Gemeinsam mit Petra Liebner und Hans-Christian Bresgott habe ich 2021 einen umfangreichen Quellenband zur Geschichte des Deutschen Roten Kreuzes herausgegeben. Anlass war das hundertjährige Bestehen des DRK-Dachverbandes und damit auch des heutigen Generalsekretariates.
Das Buch entstand im Rahmen eines großangelegten Zeitzeugenprojektes, das die Lebenserinnerungen hunderter Rotkreuzlerinnen und Rotkreuzler sammelt, um sie vor dem Vergessen zu bewahren. Dieses noch andauernde Unterfangen dürfte sowohl von seinem Umfang wie von seiner professionellen Durchführung her ohne Beispiel sein, und es besitzt über die Sphäre des Roten Kreuzes hinaus zeitgeschichtliche Bedeutung. In diesem Buch Sammelband stellen wir einen kleinen Querschnitt daraus vor. Er enthält rund siebzig Lebensgeschichten, umfasst knapp vierhundert Seiten und kann über die DRK-Service GmbH bestellt werden.
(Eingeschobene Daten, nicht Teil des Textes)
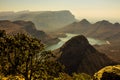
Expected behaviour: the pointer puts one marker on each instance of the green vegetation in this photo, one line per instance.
(22, 55)
(23, 58)
(108, 73)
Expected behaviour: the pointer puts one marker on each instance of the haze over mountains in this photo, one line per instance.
(101, 29)
(44, 20)
(26, 27)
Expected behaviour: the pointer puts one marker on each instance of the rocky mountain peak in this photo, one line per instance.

In der Reihe „Beiträge zur Rotkreuzgeschichte“ erschien dann im Jahr darauf die erste systematische Dokumentation mit Erinnerungen an das DRK der DDR, für die etwa hundert Zeitzeugen über mehrere Jahre hinweg Auskunft gegeben haben. Das Buch präsentiert einen großen Querschnitt daraus, als historische Selbstvergewisserung wie auch als Teil der Alltags- und Sozialgeschichte der DDR. Wie die gesamte Reihe erschien der Band bei der Akademischen Verlagsgemeinschaft München, er kann über den Buchhandel bestellt werden.
Mittlerweile hat dieses Projekt auch im Westen Schule gemacht; eine singuläre Sammlung ist im Entstehen. Der zweite systematische Band mit Erinnerungen aus dem Hamburger Roten Kreuz ist im Juni 2023 herausgekommen.
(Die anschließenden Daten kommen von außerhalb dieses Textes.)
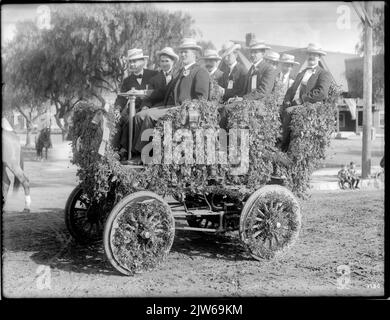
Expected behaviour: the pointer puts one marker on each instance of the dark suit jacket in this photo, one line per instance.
(217, 75)
(159, 86)
(131, 82)
(195, 85)
(265, 80)
(238, 76)
(316, 89)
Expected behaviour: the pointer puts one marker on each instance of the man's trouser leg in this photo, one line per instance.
(147, 120)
Bewusst haben wir für dieses Projekt die Form der mündlichen Überlieferung gewählt. Sie stellt die bei weitem älteste und universellste Gattung des Erzählens dar. Die großen Epen der Völker wurden über viele Generationen auswendig weitergegeben und erst viel später schriftlich fixiert. Dem mündlichen Bericht wohnt eine Kraft und Unmittelbarkeit inne, die keine noch so raffinierte schriftliche Form einzuholen vermag.
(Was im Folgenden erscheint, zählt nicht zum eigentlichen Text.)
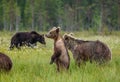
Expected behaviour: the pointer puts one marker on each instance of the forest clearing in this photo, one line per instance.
(32, 64)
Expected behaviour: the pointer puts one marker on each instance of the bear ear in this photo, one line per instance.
(57, 30)
(71, 34)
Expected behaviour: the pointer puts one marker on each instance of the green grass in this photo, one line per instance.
(32, 65)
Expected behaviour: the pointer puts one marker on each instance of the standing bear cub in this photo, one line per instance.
(60, 55)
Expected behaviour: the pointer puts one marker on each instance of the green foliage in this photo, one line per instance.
(32, 65)
(72, 15)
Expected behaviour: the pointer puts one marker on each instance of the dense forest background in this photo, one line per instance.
(71, 15)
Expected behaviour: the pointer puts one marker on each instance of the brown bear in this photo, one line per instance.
(5, 62)
(60, 55)
(87, 50)
(26, 38)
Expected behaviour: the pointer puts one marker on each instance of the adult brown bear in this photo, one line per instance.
(60, 55)
(26, 38)
(5, 62)
(87, 50)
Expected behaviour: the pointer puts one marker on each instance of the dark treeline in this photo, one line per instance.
(71, 15)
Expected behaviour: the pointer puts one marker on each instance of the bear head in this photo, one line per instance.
(53, 33)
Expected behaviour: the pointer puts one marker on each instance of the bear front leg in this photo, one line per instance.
(54, 57)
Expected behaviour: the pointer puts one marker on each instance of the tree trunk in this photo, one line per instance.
(103, 17)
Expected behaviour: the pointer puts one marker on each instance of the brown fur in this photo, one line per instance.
(87, 50)
(5, 62)
(60, 55)
(26, 38)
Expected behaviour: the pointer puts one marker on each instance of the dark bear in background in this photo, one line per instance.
(60, 55)
(5, 62)
(26, 38)
(87, 50)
Die Geschichte des Roten Kreuzes begann bekanntlich selbst mit einem Zeitzeugenbericht, mit Henry Dunants Erinnerung an Solferino. In dieser autobiographischen Schrift, die der Genfer Geschäftsmann 1862, drei Jahre nach der großen Schlacht südlich des Gardasees, herausbrachte, beschrieb er seine Erlebnisse als Nothelfer in den Tagen und Wochen nach der Schlacht. Diese erschütternde Schilderung beeindruckte die Zeitgenossen so sehr, dass schließlich eine weltumspannende Bewegung in Gang kam. Noch heute wird das Rote Kreuz von der Energie dieses Urknalls angetrieben.